Mammoths, mastodons and other ancestors of modern elephants have been decimated by climate change even before the spears of prehistoric hunters: a parable similar to that of dinosaurs, already in sharp decline due to the climate in the 10 million years before the fall of the asteroid.
This is indicated by two international studies published respectively in Nature Ecology and Evolution and Nature Communications.
The first study, conducted by paleontologists from the universities of Bristol (Great Britain), Alcalà (Spain) and Helsinki (Finland), examined the remains of ancient proboscidia preserved in museums around the world to reconstruct the evolution of 185 species in 'span of 60 million years. By analyzing traits such as the size, shape of the skull and the chewing surface of the teeth, the researchers found that the evolution of these animals accelerated dramatically 20 million years ago, when they left Africa to migrate to Europe. Asia and North America. The risk of extinction peaked 2.4 million years ago in Africa, 160,000 years ago in Eurasia and 75,000 years ago in America:a timing that reflects that of climate change and not the expansion of early human populations or the development of tools for hunting large herbivores.

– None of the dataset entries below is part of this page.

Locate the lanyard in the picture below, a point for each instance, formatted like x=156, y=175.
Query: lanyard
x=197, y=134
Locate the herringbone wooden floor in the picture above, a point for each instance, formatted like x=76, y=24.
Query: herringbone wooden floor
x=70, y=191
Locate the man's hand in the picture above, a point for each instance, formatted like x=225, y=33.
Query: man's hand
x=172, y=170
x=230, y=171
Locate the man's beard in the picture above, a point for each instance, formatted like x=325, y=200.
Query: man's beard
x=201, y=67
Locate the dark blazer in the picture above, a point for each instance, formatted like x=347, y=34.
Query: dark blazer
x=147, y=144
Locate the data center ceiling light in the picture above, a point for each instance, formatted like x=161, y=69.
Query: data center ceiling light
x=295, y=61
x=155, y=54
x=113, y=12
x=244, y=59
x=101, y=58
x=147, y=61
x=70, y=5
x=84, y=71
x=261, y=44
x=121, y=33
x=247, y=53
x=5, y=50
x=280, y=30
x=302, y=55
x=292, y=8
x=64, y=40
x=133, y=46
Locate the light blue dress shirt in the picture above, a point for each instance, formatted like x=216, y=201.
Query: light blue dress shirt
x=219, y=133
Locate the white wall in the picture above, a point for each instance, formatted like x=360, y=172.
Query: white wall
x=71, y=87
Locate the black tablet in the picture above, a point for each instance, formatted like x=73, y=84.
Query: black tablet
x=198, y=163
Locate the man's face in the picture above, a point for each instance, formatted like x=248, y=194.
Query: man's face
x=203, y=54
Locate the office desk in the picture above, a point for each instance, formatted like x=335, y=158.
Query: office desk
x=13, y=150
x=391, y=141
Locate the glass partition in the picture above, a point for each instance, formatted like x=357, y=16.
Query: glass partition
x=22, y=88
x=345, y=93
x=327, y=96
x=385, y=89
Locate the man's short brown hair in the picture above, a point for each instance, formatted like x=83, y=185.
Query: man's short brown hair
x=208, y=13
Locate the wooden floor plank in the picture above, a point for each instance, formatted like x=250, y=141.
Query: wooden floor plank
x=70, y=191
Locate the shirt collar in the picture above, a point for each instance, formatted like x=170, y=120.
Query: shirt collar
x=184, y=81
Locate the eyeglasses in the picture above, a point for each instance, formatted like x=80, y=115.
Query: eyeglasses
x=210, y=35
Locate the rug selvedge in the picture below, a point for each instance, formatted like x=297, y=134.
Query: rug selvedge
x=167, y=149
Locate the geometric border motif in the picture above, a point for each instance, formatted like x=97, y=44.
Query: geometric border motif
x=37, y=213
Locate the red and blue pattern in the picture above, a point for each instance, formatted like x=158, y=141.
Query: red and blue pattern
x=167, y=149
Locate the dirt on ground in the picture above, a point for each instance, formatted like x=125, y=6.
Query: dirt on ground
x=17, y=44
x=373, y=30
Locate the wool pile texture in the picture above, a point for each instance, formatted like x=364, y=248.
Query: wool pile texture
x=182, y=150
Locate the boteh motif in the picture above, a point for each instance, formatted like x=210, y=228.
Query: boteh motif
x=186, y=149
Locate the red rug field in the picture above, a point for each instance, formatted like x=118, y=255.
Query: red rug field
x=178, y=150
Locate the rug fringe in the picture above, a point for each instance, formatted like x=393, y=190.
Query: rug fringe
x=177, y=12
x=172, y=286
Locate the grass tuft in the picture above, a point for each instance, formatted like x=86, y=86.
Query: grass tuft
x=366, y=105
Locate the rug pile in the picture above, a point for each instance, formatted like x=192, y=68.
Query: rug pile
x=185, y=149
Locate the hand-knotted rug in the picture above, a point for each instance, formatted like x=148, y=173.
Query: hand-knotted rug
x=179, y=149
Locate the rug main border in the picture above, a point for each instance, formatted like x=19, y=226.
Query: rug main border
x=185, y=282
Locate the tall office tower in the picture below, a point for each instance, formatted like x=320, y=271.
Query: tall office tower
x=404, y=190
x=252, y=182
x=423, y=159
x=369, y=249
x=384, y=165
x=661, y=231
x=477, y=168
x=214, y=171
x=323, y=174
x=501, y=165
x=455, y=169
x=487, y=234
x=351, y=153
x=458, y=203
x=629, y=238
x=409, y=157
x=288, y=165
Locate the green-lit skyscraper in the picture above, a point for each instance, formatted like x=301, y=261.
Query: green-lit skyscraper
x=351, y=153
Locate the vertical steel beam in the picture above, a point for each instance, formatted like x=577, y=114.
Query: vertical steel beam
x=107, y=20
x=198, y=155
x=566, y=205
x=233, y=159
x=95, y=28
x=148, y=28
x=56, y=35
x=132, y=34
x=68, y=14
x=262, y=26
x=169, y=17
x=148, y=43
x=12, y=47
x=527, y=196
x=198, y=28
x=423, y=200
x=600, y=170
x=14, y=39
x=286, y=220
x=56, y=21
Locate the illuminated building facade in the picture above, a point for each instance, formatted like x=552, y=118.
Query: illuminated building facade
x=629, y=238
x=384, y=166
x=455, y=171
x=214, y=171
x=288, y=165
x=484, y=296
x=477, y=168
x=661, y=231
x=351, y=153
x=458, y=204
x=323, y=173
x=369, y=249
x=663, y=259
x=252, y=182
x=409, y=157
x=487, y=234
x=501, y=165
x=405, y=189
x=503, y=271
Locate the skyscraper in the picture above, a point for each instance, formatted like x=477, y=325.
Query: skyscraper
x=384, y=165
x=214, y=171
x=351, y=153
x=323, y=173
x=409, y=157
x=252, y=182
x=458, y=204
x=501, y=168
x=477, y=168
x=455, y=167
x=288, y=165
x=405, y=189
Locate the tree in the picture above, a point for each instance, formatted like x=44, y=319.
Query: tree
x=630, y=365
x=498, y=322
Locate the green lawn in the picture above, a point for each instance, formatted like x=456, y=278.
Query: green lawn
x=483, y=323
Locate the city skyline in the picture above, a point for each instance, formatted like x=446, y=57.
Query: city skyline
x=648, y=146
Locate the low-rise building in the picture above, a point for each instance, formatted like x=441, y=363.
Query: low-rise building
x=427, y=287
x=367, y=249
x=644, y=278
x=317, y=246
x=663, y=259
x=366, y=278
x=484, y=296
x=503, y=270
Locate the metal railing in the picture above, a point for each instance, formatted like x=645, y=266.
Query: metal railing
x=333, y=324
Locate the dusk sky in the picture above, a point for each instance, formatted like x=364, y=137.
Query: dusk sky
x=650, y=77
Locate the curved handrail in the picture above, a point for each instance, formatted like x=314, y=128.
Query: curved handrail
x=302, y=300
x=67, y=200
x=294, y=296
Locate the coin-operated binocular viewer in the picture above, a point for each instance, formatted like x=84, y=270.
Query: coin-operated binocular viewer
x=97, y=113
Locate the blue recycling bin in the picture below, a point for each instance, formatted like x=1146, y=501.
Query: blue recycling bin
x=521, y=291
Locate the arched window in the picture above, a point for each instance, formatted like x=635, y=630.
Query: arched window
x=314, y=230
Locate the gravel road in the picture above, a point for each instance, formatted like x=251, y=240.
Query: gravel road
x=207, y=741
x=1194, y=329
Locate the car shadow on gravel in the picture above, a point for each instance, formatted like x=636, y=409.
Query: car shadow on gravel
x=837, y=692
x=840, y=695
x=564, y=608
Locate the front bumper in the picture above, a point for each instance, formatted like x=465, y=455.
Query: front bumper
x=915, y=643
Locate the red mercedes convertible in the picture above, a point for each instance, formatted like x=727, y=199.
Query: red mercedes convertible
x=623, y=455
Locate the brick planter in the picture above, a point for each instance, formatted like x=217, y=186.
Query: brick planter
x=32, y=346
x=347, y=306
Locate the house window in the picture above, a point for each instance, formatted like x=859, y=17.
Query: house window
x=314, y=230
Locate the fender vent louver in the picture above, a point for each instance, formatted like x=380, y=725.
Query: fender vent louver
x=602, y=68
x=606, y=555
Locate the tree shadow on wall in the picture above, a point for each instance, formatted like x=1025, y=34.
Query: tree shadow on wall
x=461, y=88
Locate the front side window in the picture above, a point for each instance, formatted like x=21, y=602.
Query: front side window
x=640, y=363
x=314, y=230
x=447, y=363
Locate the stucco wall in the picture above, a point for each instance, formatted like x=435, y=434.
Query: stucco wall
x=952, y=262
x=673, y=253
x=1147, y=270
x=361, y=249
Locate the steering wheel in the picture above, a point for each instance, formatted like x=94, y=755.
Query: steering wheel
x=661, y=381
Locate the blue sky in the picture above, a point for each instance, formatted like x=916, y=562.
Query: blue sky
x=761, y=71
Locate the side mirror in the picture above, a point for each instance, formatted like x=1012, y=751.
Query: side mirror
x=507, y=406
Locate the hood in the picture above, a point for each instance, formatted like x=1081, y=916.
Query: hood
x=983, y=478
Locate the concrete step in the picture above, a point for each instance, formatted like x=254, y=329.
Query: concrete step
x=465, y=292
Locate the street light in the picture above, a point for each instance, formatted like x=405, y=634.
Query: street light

The climate would also be responsible for the decline of dinosaurs, as evidenced by the second study conducted by the universities of Bristol and Montpellier. "We studied the six most widespread dinosaur families in the Cretaceous, between 150 and 66 million years ago - explains the first author Fabien Condamine - and we observed that they were successfully evolving and expanding until 76 million years ago, there was a sudden decline. The extinction rate has risen and in some cases the rate of emergence of new species has plummeted ”. Two factors led to this upheaval: "the first is that the climate has become colder, making life difficult for dinosaurs - explains Mike Benton of Bristol - then the loss of herbivores, which has made ecosystems unstable and susceptible to a cascade of extinctions ".